Evacuees wait in line for a meal at a shelter.
It was sudden, potentially deadly — and nothing any of the residents of a California valley town could have imagined.
Nearly 200,000 people were told to grab what they could — now — and head for higher ground or face being swept away by a breach in the Oroville Dam, the nation’s tallest.
Panic set in as the mass of northern Californians were forced to confront a threat of biblical proportions: a 30-foot wall of water that threatened to come crashing down on their homes.
“Everyone was running around. It was pure chaos,” Oroville, Calif., resident Maggie Cabral told local TV news station KFSN.
The ensuing exodus resembled a 1970s disaster movie.
“All of the streets were immediately packed with cars, people in my neighborhood grabbing what they could and running out the door and leaving,” Cabral said.
Residents endured hours of bumper-to-bumper traffic — and some drivers even ditched their cars on the highway when they ran out of gas.
“Nothing like this has ever happened,” Sean Dennis, a 30-year-old chef from Yuba City,told NBC News. “We just grabbed what we could.”

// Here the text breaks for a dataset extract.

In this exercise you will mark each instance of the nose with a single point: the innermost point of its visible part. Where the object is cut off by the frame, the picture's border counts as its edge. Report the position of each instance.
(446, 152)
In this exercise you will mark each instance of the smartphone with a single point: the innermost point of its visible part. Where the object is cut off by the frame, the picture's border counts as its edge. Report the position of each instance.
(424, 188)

The major problem — a hole in an emergency spillway — surfaced when the outlet was put to use over the weekend for the first time in its 50-year history. The main spillway was damaged last week.
Authorities were deeply concerned the hole could cause the entire spillway to break down, releasing the rushing torrent of water on downstream towns.
By late Sunday, water was no longer flowing over the emergency spillway, but the evacuation order remained in place on Monday, as water officials continued draining the lake in preparation for more rainfall.